Other data types, including textual, spatial, imagery, video, and voice, need to be converted into some form of categorical or numeric representation before they can be processed by analytics methods (data mining algorithms; Delen, 2015). Data can also be classified as static or dynamic (i.e., temporal or time series). Some predictive analytics (i.e., data mining) methods and machine-learning algorithms are very selective about the type of data that they can handle.

Providing them with incompatible data types may lead to incorrect models or (more often) halt the model development process. For example, some data mining methods need all the variables (both input as well as output) represented as numerically valued variables (e.g., neural networks, support vector machines, logistic regression). The nominal or ordinal variables are converted into numeric representations using some type of 1-of-N pseudo variables (e.g., a categorical variable with three unique values can be transformed into three pseudo variables with binary values—1 or 0).

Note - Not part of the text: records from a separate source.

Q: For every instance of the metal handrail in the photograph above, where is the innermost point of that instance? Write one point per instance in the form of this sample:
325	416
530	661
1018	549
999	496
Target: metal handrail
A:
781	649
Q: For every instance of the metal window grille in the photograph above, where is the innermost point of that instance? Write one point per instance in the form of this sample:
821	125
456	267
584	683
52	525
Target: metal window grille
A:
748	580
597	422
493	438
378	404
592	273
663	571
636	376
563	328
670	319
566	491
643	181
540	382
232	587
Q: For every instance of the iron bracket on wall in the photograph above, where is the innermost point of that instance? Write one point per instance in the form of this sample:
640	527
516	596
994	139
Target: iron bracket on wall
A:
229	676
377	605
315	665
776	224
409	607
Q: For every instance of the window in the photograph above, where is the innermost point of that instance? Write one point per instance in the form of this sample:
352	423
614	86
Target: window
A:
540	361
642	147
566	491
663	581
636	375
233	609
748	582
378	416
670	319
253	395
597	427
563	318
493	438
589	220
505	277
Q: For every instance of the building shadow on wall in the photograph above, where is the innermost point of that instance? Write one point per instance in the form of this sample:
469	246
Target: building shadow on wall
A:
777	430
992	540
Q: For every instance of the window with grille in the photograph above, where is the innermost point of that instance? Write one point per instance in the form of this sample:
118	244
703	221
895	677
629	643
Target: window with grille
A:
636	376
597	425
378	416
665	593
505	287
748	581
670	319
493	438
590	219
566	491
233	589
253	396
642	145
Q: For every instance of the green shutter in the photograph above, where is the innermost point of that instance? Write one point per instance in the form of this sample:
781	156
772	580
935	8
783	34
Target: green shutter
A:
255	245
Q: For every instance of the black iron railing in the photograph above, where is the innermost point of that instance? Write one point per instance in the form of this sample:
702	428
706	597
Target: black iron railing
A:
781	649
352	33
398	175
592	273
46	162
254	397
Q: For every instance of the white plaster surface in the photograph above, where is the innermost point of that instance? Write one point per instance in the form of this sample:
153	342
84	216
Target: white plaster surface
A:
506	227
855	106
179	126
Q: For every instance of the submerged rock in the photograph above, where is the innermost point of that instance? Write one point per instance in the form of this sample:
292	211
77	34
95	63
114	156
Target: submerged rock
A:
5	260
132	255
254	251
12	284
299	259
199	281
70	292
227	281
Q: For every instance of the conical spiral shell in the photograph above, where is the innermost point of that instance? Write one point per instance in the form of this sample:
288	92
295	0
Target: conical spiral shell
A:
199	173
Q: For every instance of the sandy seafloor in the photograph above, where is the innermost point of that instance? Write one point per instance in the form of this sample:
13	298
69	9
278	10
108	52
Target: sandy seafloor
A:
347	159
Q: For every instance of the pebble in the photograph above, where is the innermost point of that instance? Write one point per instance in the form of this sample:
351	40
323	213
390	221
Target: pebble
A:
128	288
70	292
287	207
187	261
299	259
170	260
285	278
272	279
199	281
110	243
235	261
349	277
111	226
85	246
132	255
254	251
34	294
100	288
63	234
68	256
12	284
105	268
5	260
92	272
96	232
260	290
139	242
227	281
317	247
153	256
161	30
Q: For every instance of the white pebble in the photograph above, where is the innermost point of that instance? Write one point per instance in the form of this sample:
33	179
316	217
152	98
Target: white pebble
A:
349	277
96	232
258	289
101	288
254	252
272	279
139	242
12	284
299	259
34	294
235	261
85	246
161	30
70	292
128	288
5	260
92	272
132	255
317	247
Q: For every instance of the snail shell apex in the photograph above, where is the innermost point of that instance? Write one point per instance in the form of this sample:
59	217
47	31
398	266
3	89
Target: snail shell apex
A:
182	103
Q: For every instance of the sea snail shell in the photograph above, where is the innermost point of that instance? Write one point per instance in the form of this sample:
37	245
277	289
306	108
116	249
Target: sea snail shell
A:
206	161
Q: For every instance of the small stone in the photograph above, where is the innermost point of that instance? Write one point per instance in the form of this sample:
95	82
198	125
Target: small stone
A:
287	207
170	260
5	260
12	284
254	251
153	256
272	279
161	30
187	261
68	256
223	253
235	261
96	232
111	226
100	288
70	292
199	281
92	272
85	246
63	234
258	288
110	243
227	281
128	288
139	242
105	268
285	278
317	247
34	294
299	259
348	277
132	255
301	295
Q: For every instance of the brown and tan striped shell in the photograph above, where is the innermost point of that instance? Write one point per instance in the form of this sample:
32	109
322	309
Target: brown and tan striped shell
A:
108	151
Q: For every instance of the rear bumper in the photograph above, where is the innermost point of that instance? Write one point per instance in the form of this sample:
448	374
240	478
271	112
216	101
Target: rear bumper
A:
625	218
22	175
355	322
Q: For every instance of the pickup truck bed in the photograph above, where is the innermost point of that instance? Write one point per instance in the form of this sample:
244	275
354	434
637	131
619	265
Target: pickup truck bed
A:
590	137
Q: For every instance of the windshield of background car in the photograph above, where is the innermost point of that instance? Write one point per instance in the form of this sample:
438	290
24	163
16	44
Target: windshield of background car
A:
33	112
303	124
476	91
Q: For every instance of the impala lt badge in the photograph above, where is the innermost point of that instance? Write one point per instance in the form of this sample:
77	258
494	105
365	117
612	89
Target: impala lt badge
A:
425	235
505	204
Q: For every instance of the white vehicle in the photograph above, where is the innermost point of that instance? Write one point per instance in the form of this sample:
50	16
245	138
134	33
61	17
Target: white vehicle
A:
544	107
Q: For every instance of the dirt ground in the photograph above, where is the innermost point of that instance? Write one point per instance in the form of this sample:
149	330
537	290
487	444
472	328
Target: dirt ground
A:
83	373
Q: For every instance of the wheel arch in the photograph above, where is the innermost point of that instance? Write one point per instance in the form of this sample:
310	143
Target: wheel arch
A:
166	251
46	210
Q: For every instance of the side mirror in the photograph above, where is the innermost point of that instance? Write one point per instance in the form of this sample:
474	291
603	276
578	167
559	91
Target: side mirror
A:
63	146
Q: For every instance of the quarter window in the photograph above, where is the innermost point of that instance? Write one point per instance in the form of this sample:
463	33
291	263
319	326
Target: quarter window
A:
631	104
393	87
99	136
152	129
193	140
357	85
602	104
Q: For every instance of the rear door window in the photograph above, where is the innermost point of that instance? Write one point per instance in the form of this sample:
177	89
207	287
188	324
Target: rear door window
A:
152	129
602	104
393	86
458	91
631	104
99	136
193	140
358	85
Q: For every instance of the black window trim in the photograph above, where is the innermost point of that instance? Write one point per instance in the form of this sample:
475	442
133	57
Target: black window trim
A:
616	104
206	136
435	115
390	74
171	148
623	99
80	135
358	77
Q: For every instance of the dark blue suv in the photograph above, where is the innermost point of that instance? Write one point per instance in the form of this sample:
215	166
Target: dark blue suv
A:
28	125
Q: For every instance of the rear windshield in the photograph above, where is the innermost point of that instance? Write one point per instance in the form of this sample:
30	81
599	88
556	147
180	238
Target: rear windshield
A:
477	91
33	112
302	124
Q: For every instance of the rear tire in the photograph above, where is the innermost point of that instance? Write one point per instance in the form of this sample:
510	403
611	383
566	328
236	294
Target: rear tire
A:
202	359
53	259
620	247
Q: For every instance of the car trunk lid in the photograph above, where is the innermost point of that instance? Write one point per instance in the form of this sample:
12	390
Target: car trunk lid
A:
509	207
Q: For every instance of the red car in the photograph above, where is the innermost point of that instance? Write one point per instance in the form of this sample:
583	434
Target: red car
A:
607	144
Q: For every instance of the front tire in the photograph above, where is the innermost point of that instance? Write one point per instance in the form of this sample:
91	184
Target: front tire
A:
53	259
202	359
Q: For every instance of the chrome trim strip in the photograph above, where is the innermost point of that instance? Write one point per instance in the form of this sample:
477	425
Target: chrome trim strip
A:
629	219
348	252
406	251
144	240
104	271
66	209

Because this process may increase the number of variables, one should be cautious about the effect of such representations, especially for the categorical variables that have large numbers of unique values. Similarly, some predictive analytics methods, such as ID3 (a classic decision tree algorithm) and rough sets (a relatively new rule induction algorithm), need all the variables represented as categorically valued variables. Early versions of these methods required the user to discretize numeric variables into categorical representations before they could be processed by the algorithm.

The good news is that most implementations of these algorithms in widely available software tools accept a mix of numeric and nominal variables and internally make the necessary conversions before processing the data. Data comes in many different variable types and representation schemas. Business analytics tools are continuously improving in their ability to help data scientists in the daunting task of data transformation and data representation so that the data requirements of specific predictive models and algorithms can be properly executed.